Last year’s figures also showed around one in three people aged 75 and over were admitted to hospital at least once – compared to around one in 12 of those aged 25 to 44.

Scotland’s ageing population – with the number of people aged 65 and over set to increase by 19% between 2016 and 2026 – means this “demographic shift in the population will have significant implications for the future demand on hospital services”.

Meanwhile about 8,000 people who live outside of Scotland were admitted to a Scottish hospital in 2017-18, with this accounting for 0.7% of all admissions.

A Scottish Government spokeswoman said: “Over the last five years, we have seen a steady decline in length of stay in hospital.

“This is encouraging because it reflects improved clinical practice, and we know it is better for people to be discharged in a timely manner so they can return home.

“There are also signs that the growth in emergency admissions is slowing year on year, with the latest figures showing a growth of around 3,000 compared to 17,000 four years ago.

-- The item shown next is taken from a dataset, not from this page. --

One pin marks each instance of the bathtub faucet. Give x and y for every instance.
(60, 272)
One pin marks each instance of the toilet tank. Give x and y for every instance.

“The change to the number of available beds reflects a number of factors. Our vision is for more people to be at home or in a homely setting if they do not need to be in hospital.

“To achieve this, health and care partnerships are developing innovative ways of developing intermediate care, with around 700 intermediate care beds available across Scotland.

“The number of beds should vary throughout the year to reflect demand. That is why we have introduced the six essential actions which include a focus on hospital capacity and patient flow.”